Чёрный полдень — страница 34 из 75

Мне казалось почему-то, что кто-то сверлит затылок взглядом. Я даже оглянулась пару десятков раз, то украдкой, то резко крутанувшись на месте, — но не заметила ничего подозрительного.

Щёлк, щёлк, — это монетки упали в приёмник городского телефона. Я сжала трубку в ладони и стиснула зубы. Набрала номер — пальцы отчего-то дрожали, — и несколько долгих секунд, пока в ушах звенел трескучий гудок, против воли надеялась, что никто не ответит.

— Алло, — раздалось в трубке.

Голос был мужской и молодой, чуть хриплый и ленивый.

— Здравствуйте, — запнувшись, сказала я. — Я звонила…оракулу? Шесть, два, восемь…

— Да, — перебил меня голос, всё такой же незаинтересованный. — Я веду запись. По какому вопросу?

Все заготовленные слова почему-то вылетели из головы, а новые всё никак не собирались. Хотя, если подумать, не должна же оракул сама отвечать на телефон? Может быть, она и пользоваться им не умеет.

— Я ищу друга, — наконец, сообразила я. — Он… потерялся.

— Блондин, брюнет? — лениво спросили из телефона.

— А… какая разница?

— Оракул всегда спрашивает при поиске пропавших. Блондин, брюнет? Рыжий?

— Б-блондин. Наверное. Вы знаете, я, если честно… толком не знаю.

Это было бы сложно объяснить, если бы безымянный юноша на том конце телефонного провода пожелал знать подробности, — но вместо вопросов в трубке раздался шелест бумаги, как будто кто-то очень быстро перелистывал какие-то записи.

— Вас зовут Олта, — так же невозмутимо сказал секретарь оракула, и по моей спине ледяной волной прокатились мурашки. — Оракул ожидает вас в субботу, двенадцатого марта, к одиннадцати часам утра. Запишите адрес.

Он диктовал очень быстро. Я прижала трубку ухом к плечу и писала на весу, отчего буквы кривились и скакали по листу.

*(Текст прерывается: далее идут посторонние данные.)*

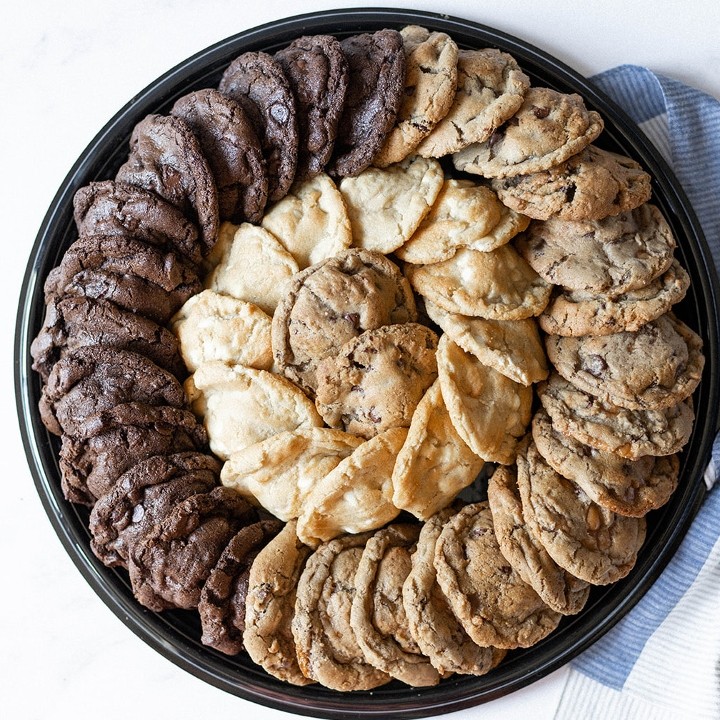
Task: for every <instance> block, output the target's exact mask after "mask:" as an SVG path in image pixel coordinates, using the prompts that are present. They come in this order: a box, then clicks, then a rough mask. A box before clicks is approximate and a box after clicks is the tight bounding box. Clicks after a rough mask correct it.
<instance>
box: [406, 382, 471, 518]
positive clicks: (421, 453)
mask: <svg viewBox="0 0 720 720" xmlns="http://www.w3.org/2000/svg"><path fill="white" fill-rule="evenodd" d="M484 464H485V463H484V461H483V460H482V458H480V457H479V456H478V455H476V454H475V453H474V452H473V451H472V450H471V449H470V448H469V447H468V445H467V443H466V442H465V441H464V440H463V439H462V437H460V435H459V434H458V432H457V430H456V429H455V426H454V425H453V423H452V420H451V418H450V414H449V412H448V409H447V407H445V403H444V401H443V398H442V392H441V389H440V380H439V379H438V380H435V382H434V383H433V384H432V385H431V386H430V387H429V388H428V389H427V391H426V392H425V394H424V395H423V397H422V399H421V400H420V402H419V403H418V406H417V408H416V409H415V412H414V413H413V416H412V420H411V422H410V428H409V430H408V435H407V438H406V440H405V442H404V443H403V446H402V448H401V449H400V452H399V453H398V456H397V459H396V460H395V466H394V468H393V474H392V486H393V498H392V500H393V505H395V507H398V508H400V509H401V510H406V511H408V512H410V513H412V514H413V515H414V516H415V517H417V518H419V519H420V520H427V519H428V518H429V517H430V516H432V515H434V514H435V513H436V512H438V511H439V510H440V509H441V508H444V507H445V506H446V505H448V503H450V502H451V501H452V500H453V499H454V498H455V496H456V495H457V494H458V493H459V492H460V491H461V490H463V489H464V488H466V487H468V486H469V485H471V484H472V483H473V482H474V481H475V479H476V478H477V476H478V473H479V472H480V470H482V467H483V465H484Z"/></svg>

— Записали? — лениво спросил голос.

— Да, минуту… да. А… сколько это стоит? Или она… сама скажет, на месте?

Папа упоминал, что за вопрос о моём проклятии оракул попросила освежёваную свиную тушу и — отдельно — четыре высушенных пятачка. Тогда она жила на мансарде хутора, утопающего среди грушевых садов, и парное мясо пришлось везти из соседнего города. Что оракул стала делать с ним и с пятачками, папа не знал.

— Принесите с собой мерную ленту, — секретарь говорил так, как будто все эти вещи его совершенно не удивляли, — и что там вам ещё надо.

— Надо? Для чего надо?..

— Чтобы снять мерки. Она скажет сама, что требуется сшить.

— Да, — я с трудом собрала разбегающиеся мысли, — хорошо, да, я… принесу. А…

— Приходите в субботу, — перебил меня юноша, а потом его голос вдруг изменился, и в нём появился неожиданный энтузиазм: — Скажите, Олта. Вы любите театр?

Я так растерялась, что даже не сообразила, что ответить.

— Конечно же, вы любите театр! Все любят хороший театр, не так ли? Я представляю городскую билетную службу и счастлив пригласить вас на лучшие спектакли этого сезона! В театре на Садовой балетная труппа столичной оперы даёт «Некею», и билеты в партер начинаются от…

— Это оракул? Оракул сказала? Что она видит меня… в театре… на этой Никии?

— Нет, — с ощутимым сожалением признался юноша. — Для оракула я веду запись, а ещё представляю городскую билетную службу. И я счастлив пригласить…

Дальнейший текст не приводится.